Early on the morning of April 5, the ashramites accompanied Gandhi to the sea in the now famous Salt March.  Thousands accompanied him.  From that point, all of India began making salt illegally.  In response, the British authorities arrested some sixty thousand offenders, and, finally, Gandhi was arrested as well.
This demonstration of Indian resolve made it clear that Indians were quite capable of making orderly British rule untenable.  January 16, 1931 had been the date fixed by the Congress Party – the Congress Party was formed in 1885 and eventually assumed the leadership of the independence movement - as the official day of Independence, for on that date a Declaration of Independence had been issued.  On the same day, Lord Irwin released Gandhi from prison.  After this, Gandhi was invited to a series of discussions with the Viceroy in his palace.  At the end of this parlay, the Irwin-Gandhi Pact was signed.  This represented a significant victory for India and a turning point in regards to British rule.

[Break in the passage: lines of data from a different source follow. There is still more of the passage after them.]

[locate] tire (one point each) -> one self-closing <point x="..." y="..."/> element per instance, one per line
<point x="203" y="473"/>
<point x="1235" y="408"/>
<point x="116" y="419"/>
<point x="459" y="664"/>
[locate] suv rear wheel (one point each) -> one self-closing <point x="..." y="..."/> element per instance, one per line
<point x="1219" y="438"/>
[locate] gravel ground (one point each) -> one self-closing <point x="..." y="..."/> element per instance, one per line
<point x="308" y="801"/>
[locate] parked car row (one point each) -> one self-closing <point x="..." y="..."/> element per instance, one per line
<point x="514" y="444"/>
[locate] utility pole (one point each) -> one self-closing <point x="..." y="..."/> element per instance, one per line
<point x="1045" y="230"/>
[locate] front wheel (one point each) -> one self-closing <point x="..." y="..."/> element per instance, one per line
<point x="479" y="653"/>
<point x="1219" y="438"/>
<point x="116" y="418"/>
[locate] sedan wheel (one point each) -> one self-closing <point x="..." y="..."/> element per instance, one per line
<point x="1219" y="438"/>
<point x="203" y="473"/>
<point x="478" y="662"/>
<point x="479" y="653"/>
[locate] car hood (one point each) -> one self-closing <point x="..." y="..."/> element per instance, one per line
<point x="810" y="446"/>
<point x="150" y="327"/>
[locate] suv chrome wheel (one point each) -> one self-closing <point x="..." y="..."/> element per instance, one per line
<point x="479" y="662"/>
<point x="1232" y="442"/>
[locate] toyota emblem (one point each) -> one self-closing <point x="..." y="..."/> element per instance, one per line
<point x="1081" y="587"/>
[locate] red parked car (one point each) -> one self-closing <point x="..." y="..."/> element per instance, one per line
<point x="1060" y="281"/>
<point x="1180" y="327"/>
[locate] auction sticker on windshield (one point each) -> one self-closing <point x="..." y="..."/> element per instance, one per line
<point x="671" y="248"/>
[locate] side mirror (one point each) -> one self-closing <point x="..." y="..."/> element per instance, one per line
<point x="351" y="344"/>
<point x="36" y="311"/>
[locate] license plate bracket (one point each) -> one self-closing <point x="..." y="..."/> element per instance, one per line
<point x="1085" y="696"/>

In 1941, the Second World War took center stage.  At the war’s end, it became clear to the British that they could no longer reasonably hold on to India.  On July 26, 1945, the newly-elected British Labor Government announced that it was ready to expedite self-government in India.  On August 12, 1946, Lord Wavell, the British Viceroy, commissioned Jawaharlal Nehru to form the new government.  Nehru approached Mohamed Ali Jinnah, the President of the Moslem League, to join the government but Jinnah refused.  On September  2, Nehru became the Prime Minister of India, and Jinnah proclaimed that day a day of mourning and instructed Moslems to display black flags.  As a result of this schism between Hindus and Moslems, horrendous rioting ensued, especially in Calcutta.

Although Gandhi spent most of his adult life struggling for India’s independence from the British Empire, using non-violence as an essential part of his methodology, he was only one man and could not heal the growing rift between the highly polarized spiritual communities.  As independence was coming close to a reality and fear and suspicion mounted among members of these two different communities, violence was inevitable.  And sadly, Gandhi was assassinated on January 25, 1948 by Nathuram Vinayak Godse, a thirty-five year old Hindu and a high-degree Brahman.

The impact that Gandhi had not only in India but throughout the world can best be summarized by the comment made by Albert Einstein, “Generations to come, it may be, will scarce believe that such a one as this ever in flesh and blood walked upon this earth.”